Sec.  570.58  Occupations involved in the operation of power-driven 
hoisting apparatus (Order 7).

* * * * *
    (b) * * *
    Patient lift is a power-driven device, either fixed or mobile, used 
to lift and transport a patient or resident (such as of a medical care, 
nursing, long-term care, or assisted living facility) in the horizontal 
or other required position from one place to another, as from a bed to 
a bath, including any straps and a sling used to support the patient or 
resident.
    (c) Exceptions. (1) Automatic elevators and automatic signal 
elevators. (i) This section shall not prohibit the operation of an 
automatic elevator and an automatic signal operation elevator provided 
that the exposed portion of the car interior (exclusive of vents and 
other necessary small openings), the car door, and the hoistway doors 
are constructed of solid surfaces without any opening through which a 
part of the body may extend; all hoistway openings at floor level have 
doors which are interlocked with the car door so as to prevent the car 
from starting until all such doors are closed and locked; the elevator 
(other than hydraulic elevators) is equipped with a device which will 
stop and hold the car in case of overspeed or if the cable slackens or 
breaks; and the elevator is equipped with upper and lower travel limit 
devices which will normally bring the car to rest at either terminal 
and a final limit switch which will prevent the movement in either 
direction and will open in case of excessive over travel by the car.

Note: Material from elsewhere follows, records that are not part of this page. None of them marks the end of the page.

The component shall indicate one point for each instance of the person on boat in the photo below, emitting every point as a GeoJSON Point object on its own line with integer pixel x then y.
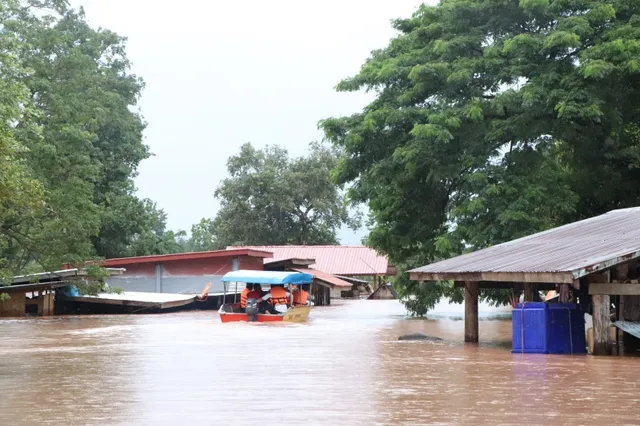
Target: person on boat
{"type": "Point", "coordinates": [251, 291]}
{"type": "Point", "coordinates": [276, 301]}
{"type": "Point", "coordinates": [257, 292]}
{"type": "Point", "coordinates": [244, 295]}
{"type": "Point", "coordinates": [301, 295]}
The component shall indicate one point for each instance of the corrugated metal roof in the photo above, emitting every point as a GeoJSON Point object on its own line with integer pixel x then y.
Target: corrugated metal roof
{"type": "Point", "coordinates": [630, 327]}
{"type": "Point", "coordinates": [323, 276]}
{"type": "Point", "coordinates": [561, 254]}
{"type": "Point", "coordinates": [336, 260]}
{"type": "Point", "coordinates": [185, 256]}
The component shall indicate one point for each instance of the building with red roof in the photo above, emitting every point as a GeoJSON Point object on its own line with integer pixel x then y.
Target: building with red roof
{"type": "Point", "coordinates": [348, 261]}
{"type": "Point", "coordinates": [183, 272]}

    (ii) For the purpose of this exception, the term ``automatic 
elevator'' shall mean a passenger elevator, a freight elevator, or a 
combination passenger-freight elevator, the operation of which is 
controlled by pushbuttons in such a manner that the starting, going to 
the landing selected, leveling and holding, and the opening and closing 
of the car and hoistway doors are entirely automatic.
    (iii) For the purpose of this exception, the term ``automatic 
signal operation elevator'' shall mean an elevator which is started in 
response to the operation of a switch (such as a lever or pushbutton) 
in the car which when operated by the operator actuates a starting 
device that automatically closes the car and hoistway doors--from this 
point on, the movement of the car to the landing selected, leveling and 
holding when it gets there, and the opening of the car and hoistway 
doors are entirely automatic.
    (2) Patient lifts. This section shall not prohibit the work of 
operating or assisting in the operation of patient lifts, as defined in 
this section.

    Signed at Washington, DC, this 21st day of September 2018.
Bryan L. Jarrett,
Acting Administrator, Wage and Hour Division.